Mas que diálogo é esse? Para Kac, ele já não ocorre por meio de palavras, mas tenta responder à principal experiência contemporânea: a transição para uma cultura digital. "Precisamos nos apropriar das tecnologias e repensá-las, repensando seus imperativos éticos, filosóficos e estéticos", afirma.
Essa transição, segundo ele, está criando um trauma físico. "Trabalhar esse trauma numa escala global e sem contradições é um problema. Atualmente, as pessoas são ou tecnofóbicas ou nerds de informática", diz.
Na opinião de Kac, as formas tradicionais de arte, que se baseiam em mecanismos de representação, não têm condições de responder a essas transição.
"Acho que esses meios se esgotaram devido a seu limite material. Hoje, a arte não pode existir como um recorte do artista. Há um contexto cultural mais amplo do que as belas-artes. Minha arte é a de reintroduzir coisas em contato."

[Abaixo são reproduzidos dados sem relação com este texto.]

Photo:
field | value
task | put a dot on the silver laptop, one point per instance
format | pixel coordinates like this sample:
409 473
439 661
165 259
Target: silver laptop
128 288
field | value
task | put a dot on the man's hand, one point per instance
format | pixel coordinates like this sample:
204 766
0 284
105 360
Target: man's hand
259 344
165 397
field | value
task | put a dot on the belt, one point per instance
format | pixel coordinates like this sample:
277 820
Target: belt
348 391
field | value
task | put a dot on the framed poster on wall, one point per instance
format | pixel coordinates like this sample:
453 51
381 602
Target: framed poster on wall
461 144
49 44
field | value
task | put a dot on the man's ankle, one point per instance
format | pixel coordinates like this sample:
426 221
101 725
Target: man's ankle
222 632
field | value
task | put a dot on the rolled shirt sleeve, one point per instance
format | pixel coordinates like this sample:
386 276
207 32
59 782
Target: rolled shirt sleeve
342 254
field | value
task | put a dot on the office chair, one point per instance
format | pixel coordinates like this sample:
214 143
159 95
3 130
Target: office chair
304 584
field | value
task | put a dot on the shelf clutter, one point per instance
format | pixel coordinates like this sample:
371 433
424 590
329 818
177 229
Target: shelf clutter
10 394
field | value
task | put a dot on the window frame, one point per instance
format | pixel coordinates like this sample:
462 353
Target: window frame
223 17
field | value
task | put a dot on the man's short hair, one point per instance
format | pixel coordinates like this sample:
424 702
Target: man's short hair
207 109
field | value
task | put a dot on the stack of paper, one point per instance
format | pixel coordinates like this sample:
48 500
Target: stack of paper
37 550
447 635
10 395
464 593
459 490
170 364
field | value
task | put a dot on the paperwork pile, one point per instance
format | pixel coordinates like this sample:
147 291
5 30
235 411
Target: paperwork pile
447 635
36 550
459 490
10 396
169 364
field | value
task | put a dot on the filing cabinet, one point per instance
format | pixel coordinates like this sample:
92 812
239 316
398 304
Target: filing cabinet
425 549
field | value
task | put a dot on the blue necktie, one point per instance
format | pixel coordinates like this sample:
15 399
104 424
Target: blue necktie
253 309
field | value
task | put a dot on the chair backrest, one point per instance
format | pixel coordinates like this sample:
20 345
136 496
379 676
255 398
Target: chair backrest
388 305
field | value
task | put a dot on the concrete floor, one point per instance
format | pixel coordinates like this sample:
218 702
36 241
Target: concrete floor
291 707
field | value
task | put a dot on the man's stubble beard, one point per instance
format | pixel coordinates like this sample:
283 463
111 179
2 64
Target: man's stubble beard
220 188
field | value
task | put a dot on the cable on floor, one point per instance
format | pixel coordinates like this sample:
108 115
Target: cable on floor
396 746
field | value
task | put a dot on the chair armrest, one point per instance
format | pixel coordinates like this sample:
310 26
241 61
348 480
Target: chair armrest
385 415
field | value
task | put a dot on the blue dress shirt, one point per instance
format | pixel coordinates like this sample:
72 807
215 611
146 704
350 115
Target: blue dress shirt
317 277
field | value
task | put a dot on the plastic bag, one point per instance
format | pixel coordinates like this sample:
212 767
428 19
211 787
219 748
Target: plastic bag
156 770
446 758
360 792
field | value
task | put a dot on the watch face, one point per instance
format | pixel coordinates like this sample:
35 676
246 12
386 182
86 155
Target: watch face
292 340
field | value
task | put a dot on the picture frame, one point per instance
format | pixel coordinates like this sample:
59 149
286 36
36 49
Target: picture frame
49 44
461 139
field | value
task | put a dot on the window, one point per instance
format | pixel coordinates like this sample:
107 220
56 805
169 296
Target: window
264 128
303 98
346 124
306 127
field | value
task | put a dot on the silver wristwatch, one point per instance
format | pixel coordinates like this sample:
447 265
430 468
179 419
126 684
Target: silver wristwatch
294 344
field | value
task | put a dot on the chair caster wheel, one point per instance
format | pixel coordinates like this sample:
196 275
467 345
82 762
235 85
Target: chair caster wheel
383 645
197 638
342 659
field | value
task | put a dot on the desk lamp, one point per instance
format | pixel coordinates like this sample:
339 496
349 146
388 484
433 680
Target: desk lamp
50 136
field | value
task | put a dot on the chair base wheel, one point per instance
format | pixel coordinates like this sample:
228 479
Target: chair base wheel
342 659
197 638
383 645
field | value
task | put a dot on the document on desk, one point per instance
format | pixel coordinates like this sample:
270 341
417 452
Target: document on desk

Na maioria dos trabalhos de Kac, o espectador abandona a condição de simples observador em troca da experiência. Cada um enxerga a obra de acordo com os movimentos e as condições que o cercam.
"A presença, por si só, afeta o andamento da obra, um imperativo que as obras tradicionais ignoram. Esse caráter indeterminado da vida e do diálogo se perde na obra de arte tradicional", diz.